Prellbock wird aber weiterhin diese Fragen stellen, die nach wie vor nicht geklärt sind:

  1. Wie hoch sind die wirklichen Gesamtkosten des Projektes? Wer bezahlt die Mehrkosten? Die Bahn oder der Steuerzahler?
  2. Warum liegen die Pläne für die zusätzlichen Weichen und Signale gemäß schriftlicher Auskunft beim Eisenbahn-Bundesamt (EBA), der zuständigen Aufsichtsbehörde, nicht vor? Ist hier eine erneute öffentliche Auslegung der Planfeststellungsunterlagen erforderlich?
  3. Wie soll eine S32 zur Science City/Osdorf/Lurup am Diebsteich ausgefädelt werden? Oder soll diese gar nicht gebaut werden?
  4. Wie wird das Projekt in den geplanten Deutschlandtakt passen?
  5. Wie passt das Projekt zu dem sog. Verbindungsbahn-Entlastungstunnel (Ferlemanntunnel)? Dieses Projekt erfordert eine komplette Umplanung des Bahnhofs Diebsteich, weil dann die S-Bahn in die Tieflage müsste. Das kollidiert mit den Fundamenten der Hochhäuser!
  6. Wo ist die Baugenehmigung für das Bahnhofsgebäude? Muss die Stadt hier als Ankermieter eintreten, weil Büroflächen und Hotelräume in „Post-Corona-Zeiten“ nicht mehr gefragt sind?
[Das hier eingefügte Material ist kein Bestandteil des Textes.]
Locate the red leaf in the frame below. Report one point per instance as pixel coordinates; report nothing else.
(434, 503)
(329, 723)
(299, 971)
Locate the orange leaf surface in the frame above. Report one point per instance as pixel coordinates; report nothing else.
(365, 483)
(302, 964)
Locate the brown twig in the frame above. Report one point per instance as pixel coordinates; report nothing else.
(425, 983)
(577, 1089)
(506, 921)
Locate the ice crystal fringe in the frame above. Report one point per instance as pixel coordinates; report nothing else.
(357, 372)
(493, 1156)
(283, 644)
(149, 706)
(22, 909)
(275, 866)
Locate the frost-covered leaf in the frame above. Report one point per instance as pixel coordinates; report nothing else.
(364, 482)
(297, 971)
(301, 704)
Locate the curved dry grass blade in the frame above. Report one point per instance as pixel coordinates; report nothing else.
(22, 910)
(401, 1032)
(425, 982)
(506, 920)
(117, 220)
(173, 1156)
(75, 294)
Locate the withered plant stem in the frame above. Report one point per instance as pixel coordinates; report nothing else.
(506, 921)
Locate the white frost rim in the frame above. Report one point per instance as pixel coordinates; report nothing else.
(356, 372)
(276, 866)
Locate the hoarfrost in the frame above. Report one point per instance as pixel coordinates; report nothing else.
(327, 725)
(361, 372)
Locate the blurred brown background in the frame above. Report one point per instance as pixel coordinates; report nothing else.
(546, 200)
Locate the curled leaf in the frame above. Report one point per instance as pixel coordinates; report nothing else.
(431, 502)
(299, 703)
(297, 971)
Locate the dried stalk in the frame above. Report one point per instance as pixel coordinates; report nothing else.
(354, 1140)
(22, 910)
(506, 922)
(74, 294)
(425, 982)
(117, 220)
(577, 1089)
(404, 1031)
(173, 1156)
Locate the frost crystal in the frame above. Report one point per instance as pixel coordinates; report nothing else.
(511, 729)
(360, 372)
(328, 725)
Was passiert, wenn der Investor aussteigt? Wird es dann einen Hundehüttenbahnhof oder ein jahrelanges Provisorium (wie im „Letter of Intent“ vom Dezember 2016 angedeutet) geben?
  7. Mit dem Projekt betoniert die Bahn mit Billigung der Stadt einen dringend notwendigen Ausbau des S-Bahnnetzes im Hamburger Westen förmlich zu. Projekte wie eine 2. Eisenbahn-Elbquerung parallel zur A7 oder eine Ring-S-Bahn über die Güterumgehungsbahn haben dann keine Chancen mehr.
  8. Wie sieht eine Klimabilanz des Projektes aus? Das ist eine ganz zentrale Frage angesichts der verschärften Klimaschutzvorgaben. Warum weigern Stadt und Bahn sich seit vier Jahren, eine CO2-Bilanz des Projektes zu erstellen?
  9. Warum hat die Anhörungsbehörde eine erneute Auslegung der vollständigen Planfeststellungsunterlagen für die Autoreisezuganlage an der Elbgaustraße gefordert (Auslegung bis 6.7.2021)? Dann sind erneute Einsprüche möglich!

Also eine Menge ungeklärter Fragen. Antworten darauf wird Prellbock einfordern!

Daher gilt für Prellbock nach wie vor: Unser Bahnhof bleibt, wo er ist. Modernisierung jetzt, aber an Ort und Stelle!


Michael Jung
Sprecher der Bürgerinitiative Prellbock Altona e.V.